People taking part in TV and radio programmes must be properly looked after by broadcasters, under new rules introduced by Ofcom.
We launched a review of protections for participants in programmes in light of the growing openness and concern in society about mental health and wellbeing. in recent years we have also seen a steady rise in complaints about the welfare of people taking part in programmes.
We are today announcing new, strengthened protections under our broadcasting code. This comes after we consulted with broadcasters, programme-makers, healthcare professionals, and former programme participants and their representatives.
We are introducing a new requirement for broadcasters to take due care over the welfare of people who might be at risk of significant harm as a result of taking part in a programme.
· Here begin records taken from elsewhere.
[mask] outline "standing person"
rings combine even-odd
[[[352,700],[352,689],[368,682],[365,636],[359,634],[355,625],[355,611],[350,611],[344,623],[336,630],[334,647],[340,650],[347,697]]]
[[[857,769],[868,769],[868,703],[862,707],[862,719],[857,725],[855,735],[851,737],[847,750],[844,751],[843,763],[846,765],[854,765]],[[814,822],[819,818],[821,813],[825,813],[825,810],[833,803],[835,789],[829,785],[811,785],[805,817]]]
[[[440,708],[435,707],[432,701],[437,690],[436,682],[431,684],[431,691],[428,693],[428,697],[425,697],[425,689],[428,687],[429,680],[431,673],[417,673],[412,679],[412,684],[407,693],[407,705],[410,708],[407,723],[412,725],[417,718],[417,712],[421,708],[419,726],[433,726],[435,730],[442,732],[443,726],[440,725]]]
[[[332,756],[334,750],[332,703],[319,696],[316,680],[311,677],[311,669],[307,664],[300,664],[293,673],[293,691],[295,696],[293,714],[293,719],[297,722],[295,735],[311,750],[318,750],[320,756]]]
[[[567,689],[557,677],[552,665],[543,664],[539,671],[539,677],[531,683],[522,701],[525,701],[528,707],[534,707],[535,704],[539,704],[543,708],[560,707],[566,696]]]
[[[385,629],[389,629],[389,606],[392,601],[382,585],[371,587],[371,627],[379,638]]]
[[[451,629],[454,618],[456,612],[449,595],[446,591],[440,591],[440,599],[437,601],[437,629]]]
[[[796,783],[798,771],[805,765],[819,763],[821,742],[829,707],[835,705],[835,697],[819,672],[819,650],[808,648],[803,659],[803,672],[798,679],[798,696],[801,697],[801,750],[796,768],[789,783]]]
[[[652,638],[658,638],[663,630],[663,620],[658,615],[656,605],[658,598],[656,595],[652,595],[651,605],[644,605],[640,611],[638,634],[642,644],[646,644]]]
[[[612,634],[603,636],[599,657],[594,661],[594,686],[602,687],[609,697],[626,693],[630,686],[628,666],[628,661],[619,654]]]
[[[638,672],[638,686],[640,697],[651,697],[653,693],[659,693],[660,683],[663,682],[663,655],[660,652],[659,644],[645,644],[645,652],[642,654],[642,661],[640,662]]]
The measures are aimed at protecting vulnerable people and others who are not used to being in the public eye. Broadcasters will need to take due care where, for example: a programme is likely to attract a high level of media or social media interest; the programme features conflict or emotionally-challenging situations; or it requires a person to disclose life-changing or private aspects of their lives.
The measures do not apply where the subject matter is trivial, or where a person’s participation is minor – or when the broadcaster is acting in the public interest, as is likely to be the case for most news and current affairs programming.
Under these new rules, people taking part in programmes must also be informed about any potential welfare risks that might arise from their participation, and any steps the broadcaster or programme-maker intends to take to mitigate them.
We are strengthening the wording of our ‘generally accepted standards’ rule. This means material which might cause offence to viewers and listeners must be justified by the context.
Treatment of people who appear to be put at risk of significant harm as a result of taking part in a programme is now included as an explicit example of material that might cause offence to audiences.
We will publish new guidance to help broadcasters comply with these new requirements. This will include an example of a ‘risk matrix’ to help broadcasters when considering what level of care to provide to participants in different editorial situations.
People taking part in TV and radio programmes deserve to be properly looked after. Our new protections set a clear standard of care for broadcasters to meet – striking a careful balance between broadcasters’ creative freedom and the welfare of the people they feature.Adam Baxter, Ofcom’s Director of Standards and Audience Protection
The new measures will apply to programmes that begin production on or after Monday 5 April 2021. Before then, we will publish our guidance for broadcasters.